Mohamed Salah's Farewell at Anfield: A Season of Uncertainty
Mohamed Salah’s Liverpool farewell is set for Sunday at Anfield. What that actually looks like is anyone’s guess.
The club’s modern icon, one of the most prolific scorers in its history, is heading for the exit after nine years. He has already confirmed he will leave at the end of the season, having agreed with Liverpool to terminate his contract a year early. Yet as the curtain falls on the Premier League campaign against Brentford, there is no guarantee he will even step onto the pitch.
That uncertainty is entirely in keeping with the way this season has twisted.
Salah lit the fuse himself. After last Friday’s 4-2 defeat to Aston Villa, he went public with criticism of Liverpool’s approach, calling for a return to the “heavy metal attacking” that once terrified opponents. It was not a vague hint or a carefully coded message. It was a direct challenge to the direction of the team.
The timing could hardly be more explosive. Liverpool are still chasing Champions League qualification, and the relationship between their star forward and manager Arne Slot is again under the spotlight. This is the second time this season the pair have clashed in public.
So when Slot faced the media on Friday, the inevitable question came: would Salah definitely be involved against Brentford?
“I never say anything about team selection,” Slot replied. “It would be a surprise to you if I did this right now, I think.”
No reassurance. No farewell guarantee. Just another layer of tension before what should have been a straightforward goodbye.

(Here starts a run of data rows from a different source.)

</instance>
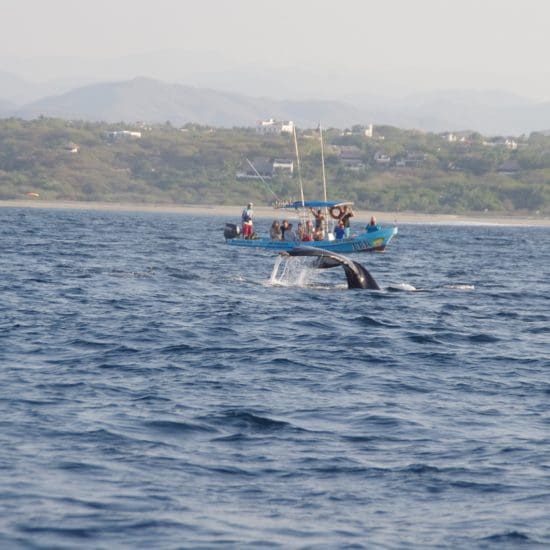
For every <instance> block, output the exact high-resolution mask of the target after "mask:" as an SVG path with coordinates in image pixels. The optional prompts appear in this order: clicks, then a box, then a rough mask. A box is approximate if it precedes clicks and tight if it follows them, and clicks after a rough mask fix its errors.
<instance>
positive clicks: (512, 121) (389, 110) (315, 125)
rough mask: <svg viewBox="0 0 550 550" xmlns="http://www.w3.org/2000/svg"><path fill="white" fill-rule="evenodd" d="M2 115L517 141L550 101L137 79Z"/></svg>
mask: <svg viewBox="0 0 550 550" xmlns="http://www.w3.org/2000/svg"><path fill="white" fill-rule="evenodd" d="M26 93H30V92H29V91H28V90H27V92H26ZM1 113H3V114H4V116H8V115H12V116H18V117H22V118H27V119H32V118H36V117H38V116H40V115H43V116H48V117H60V118H65V119H78V120H90V121H105V122H116V121H126V122H135V121H145V122H148V123H152V124H154V123H163V122H166V121H170V122H171V123H172V124H174V125H178V126H181V125H184V124H187V123H190V122H191V123H197V124H205V125H212V126H217V127H227V128H230V127H235V126H236V127H252V126H254V124H255V122H256V120H259V119H265V118H269V117H274V118H278V119H283V120H294V121H295V122H296V123H297V124H298V126H300V127H302V128H303V127H306V128H307V127H314V126H316V125H317V123H318V121H322V122H323V125H324V126H333V127H337V128H345V127H349V126H351V125H353V124H365V123H371V122H372V123H375V124H389V125H393V126H397V127H400V128H416V129H420V130H423V131H432V132H443V131H445V130H466V129H470V130H474V131H478V132H480V133H482V134H484V135H508V136H510V135H511V136H518V135H521V134H529V133H531V132H532V131H540V130H543V129H545V128H547V127H548V120H550V103H537V102H534V101H532V100H528V99H525V98H522V97H519V96H515V95H512V94H506V93H503V92H499V91H491V92H488V91H461V90H448V91H442V92H434V93H430V94H415V95H411V96H407V97H405V98H398V99H395V98H394V99H388V98H380V97H376V96H372V95H353V96H348V97H347V98H346V101H329V100H315V99H309V100H303V99H302V100H274V99H270V98H268V97H251V96H248V95H244V94H239V93H232V92H223V91H218V90H213V89H207V88H198V87H193V86H185V85H182V84H169V83H166V82H162V81H159V80H154V79H151V78H144V77H139V78H134V79H132V80H126V81H119V82H108V83H99V84H92V85H87V86H82V87H78V88H76V89H73V90H71V91H69V92H66V93H63V94H60V95H52V96H48V97H44V98H42V99H40V100H37V101H34V102H32V103H28V104H26V105H22V106H19V107H18V108H15V109H14V108H11V109H9V108H6V107H4V108H3V109H2V111H0V114H1Z"/></svg>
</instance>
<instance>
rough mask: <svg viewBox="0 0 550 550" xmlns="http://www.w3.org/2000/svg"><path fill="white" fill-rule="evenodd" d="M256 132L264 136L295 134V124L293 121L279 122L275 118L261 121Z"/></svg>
mask: <svg viewBox="0 0 550 550" xmlns="http://www.w3.org/2000/svg"><path fill="white" fill-rule="evenodd" d="M256 132H257V133H258V134H261V135H263V136H266V135H281V134H285V133H286V134H292V133H293V132H294V122H292V120H284V121H278V120H274V119H273V118H270V119H269V120H259V121H258V122H257V123H256Z"/></svg>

Salah’s standing at Anfield is secure in the record books, but this final campaign has been anything but smooth. Now 33, he has seen his output drop. The goals have not flowed with their usual relentlessness, and his place in the side has not always been assured. Late last year he was dropped for a run of games, a decision that clearly stung.
He did not hide that either. During that spell out of the team, he told reporters the club “has thrown me under the bus.”
Those words have hung over the season. They frame this final weekend too.
Liverpool face Brentford needing points and clarity. They have neither when it comes to their most famous No. 11. The Kop will arrive expecting a moment, a wave, some kind of closure for a player who has defined an era.
Whether they get it now rests with a manager who refuses to reveal his hand, and a forward who has never been more outspoken as his time at Anfield runs out.